A group of individuals about my age, with older folks who want to be hip and popular again with their despicable beliefs, rally around the internet sharing memes that are facts in their mind and promote some of the ugliest things I have had the misfortune to witness. They embrace misogyny, racism and neo-confederates and Nazi ideals without any second thought. When confronted about it, they resort to using insults and one-liners that have no grounding in the real world and just propagate the mindlessness found in whatever passes for a brain in their skulls.

They rally around Trump because he didn’t create the racism/misogyny/hatred for the other, he just normalized it. This has spread well beyond the breeding grounds of the South northwards.

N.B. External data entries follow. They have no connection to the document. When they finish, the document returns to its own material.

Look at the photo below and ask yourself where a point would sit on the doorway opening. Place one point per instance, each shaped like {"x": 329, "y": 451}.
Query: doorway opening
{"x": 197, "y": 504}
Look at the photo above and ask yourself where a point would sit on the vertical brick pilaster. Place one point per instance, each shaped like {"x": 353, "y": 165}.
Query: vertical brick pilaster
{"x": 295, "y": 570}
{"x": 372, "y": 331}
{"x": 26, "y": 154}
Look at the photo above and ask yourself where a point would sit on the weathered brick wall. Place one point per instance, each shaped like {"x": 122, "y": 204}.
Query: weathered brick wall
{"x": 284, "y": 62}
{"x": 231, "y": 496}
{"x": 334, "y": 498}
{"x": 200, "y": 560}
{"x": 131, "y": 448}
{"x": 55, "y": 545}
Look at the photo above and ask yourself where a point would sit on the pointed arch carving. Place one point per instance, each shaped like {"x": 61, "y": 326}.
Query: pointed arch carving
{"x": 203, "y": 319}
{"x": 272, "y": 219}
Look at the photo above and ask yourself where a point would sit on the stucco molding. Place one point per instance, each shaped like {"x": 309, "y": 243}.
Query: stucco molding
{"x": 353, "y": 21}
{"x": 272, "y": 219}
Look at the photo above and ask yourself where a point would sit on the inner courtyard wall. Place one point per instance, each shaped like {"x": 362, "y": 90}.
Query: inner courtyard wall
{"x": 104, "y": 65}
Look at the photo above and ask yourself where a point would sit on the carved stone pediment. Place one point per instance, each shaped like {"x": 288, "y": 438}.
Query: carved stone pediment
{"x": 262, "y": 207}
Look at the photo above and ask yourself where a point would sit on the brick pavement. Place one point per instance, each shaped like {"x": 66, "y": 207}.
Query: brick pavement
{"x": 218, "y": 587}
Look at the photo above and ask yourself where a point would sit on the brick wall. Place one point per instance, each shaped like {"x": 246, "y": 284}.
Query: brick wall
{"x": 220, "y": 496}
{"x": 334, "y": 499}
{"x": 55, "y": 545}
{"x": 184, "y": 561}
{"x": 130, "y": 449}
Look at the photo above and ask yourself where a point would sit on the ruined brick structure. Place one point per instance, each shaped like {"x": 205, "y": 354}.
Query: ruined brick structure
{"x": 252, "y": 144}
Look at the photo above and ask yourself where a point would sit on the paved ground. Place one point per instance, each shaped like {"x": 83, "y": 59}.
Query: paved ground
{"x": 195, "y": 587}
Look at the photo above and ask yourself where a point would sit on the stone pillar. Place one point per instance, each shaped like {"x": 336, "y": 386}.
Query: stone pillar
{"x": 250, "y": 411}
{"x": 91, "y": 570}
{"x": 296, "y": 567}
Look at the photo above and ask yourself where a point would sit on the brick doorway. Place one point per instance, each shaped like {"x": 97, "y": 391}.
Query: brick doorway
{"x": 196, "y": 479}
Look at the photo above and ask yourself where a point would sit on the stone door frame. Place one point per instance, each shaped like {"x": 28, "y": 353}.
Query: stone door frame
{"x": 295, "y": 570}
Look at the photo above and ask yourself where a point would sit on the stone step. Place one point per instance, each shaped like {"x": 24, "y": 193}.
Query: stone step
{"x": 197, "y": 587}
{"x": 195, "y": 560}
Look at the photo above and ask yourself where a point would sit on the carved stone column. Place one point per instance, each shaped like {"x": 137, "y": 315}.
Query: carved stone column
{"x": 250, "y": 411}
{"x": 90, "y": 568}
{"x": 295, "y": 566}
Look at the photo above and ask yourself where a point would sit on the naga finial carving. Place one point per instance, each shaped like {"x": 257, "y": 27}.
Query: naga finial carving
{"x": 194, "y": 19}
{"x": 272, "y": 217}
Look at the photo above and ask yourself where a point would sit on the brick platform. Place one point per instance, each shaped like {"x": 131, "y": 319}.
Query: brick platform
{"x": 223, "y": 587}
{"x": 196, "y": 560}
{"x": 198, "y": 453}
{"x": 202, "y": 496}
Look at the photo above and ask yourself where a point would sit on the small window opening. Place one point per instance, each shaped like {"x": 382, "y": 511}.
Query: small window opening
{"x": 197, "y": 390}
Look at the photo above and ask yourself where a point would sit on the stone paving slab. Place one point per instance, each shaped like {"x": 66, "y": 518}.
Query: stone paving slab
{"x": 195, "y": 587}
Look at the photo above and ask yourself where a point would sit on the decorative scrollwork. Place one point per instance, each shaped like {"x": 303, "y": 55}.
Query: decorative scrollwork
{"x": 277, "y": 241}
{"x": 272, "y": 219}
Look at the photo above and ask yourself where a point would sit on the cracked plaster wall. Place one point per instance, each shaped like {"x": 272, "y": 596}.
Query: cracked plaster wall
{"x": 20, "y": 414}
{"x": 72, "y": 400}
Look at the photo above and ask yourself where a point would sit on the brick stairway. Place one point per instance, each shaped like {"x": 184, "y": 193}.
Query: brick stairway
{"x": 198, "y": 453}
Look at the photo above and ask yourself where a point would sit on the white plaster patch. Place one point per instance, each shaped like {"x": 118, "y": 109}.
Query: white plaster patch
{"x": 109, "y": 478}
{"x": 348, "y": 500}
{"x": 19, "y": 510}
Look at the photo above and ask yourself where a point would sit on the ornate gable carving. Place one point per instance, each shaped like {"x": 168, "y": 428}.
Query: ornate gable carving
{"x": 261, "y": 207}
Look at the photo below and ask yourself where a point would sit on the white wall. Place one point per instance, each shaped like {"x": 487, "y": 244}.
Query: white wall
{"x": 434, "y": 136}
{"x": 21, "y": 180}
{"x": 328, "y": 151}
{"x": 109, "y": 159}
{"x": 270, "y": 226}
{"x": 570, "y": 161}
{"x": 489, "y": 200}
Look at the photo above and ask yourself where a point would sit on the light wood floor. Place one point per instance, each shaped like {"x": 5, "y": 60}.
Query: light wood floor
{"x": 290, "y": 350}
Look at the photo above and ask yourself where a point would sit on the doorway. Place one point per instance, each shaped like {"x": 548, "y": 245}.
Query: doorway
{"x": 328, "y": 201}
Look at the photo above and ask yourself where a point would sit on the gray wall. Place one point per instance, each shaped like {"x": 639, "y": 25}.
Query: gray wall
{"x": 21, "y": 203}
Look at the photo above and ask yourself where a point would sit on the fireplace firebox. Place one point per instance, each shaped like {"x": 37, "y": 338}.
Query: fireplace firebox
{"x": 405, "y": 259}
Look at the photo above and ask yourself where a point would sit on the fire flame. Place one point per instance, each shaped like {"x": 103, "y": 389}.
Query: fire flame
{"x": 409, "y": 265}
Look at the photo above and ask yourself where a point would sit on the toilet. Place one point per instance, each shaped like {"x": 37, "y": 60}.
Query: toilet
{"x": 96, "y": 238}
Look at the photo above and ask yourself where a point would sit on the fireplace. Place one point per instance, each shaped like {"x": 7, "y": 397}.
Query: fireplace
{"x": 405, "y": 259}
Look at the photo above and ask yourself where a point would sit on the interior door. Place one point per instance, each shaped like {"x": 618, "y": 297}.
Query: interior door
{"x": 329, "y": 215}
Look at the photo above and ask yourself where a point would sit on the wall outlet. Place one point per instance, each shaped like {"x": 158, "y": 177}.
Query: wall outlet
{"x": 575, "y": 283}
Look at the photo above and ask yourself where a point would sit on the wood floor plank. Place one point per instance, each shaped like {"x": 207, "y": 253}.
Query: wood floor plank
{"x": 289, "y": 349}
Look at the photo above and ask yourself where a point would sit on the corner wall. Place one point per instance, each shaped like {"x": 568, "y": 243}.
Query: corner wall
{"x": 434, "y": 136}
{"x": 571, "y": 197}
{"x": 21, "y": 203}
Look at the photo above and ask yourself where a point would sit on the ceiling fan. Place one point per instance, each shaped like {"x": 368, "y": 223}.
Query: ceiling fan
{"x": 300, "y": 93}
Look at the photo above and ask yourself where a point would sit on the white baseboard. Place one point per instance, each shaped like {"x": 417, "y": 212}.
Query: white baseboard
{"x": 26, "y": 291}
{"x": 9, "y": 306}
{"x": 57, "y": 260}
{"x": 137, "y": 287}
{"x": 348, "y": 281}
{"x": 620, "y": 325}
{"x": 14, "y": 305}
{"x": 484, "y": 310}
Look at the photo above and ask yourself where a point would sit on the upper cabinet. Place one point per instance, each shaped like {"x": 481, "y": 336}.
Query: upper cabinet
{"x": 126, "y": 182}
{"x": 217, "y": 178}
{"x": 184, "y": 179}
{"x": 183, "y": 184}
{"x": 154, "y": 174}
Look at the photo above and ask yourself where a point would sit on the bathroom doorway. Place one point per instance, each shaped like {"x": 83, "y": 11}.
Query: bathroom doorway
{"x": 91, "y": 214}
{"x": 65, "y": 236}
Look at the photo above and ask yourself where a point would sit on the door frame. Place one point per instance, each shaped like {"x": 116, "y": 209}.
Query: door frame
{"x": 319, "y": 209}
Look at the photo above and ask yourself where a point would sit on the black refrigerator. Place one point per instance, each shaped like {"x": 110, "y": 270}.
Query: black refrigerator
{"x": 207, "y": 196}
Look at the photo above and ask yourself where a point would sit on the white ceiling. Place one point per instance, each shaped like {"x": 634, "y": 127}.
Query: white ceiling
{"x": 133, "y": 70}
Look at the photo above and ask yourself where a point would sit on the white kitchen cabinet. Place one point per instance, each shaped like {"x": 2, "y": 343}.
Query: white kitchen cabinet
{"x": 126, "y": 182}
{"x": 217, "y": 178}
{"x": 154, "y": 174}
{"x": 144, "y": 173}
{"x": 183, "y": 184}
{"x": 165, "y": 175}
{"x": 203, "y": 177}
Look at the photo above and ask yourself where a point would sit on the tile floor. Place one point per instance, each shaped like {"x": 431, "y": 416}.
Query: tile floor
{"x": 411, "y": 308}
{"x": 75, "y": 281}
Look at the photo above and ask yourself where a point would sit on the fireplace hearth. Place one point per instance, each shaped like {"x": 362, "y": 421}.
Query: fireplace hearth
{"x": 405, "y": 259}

I don’t think I will be making any more guesses for next year. If anything, I would expect maybe more of the same we got from this year. Hatred of the press, hatred of immigrants, hatred of anyone who does not believe your political beliefs, hatred for people who worship differently than you do. I imagine that will be a reoccurring theme for the next year. The vocal minority will yell, “Be afraid, and do unto others before they can do unto you”.

Hopefully I am wrong. Maybe we can keep the extremists out of true power, keep them as a distraction on the periphery of our notice. I hope that is the case, but based on this year, it is wise to expect the unexpected.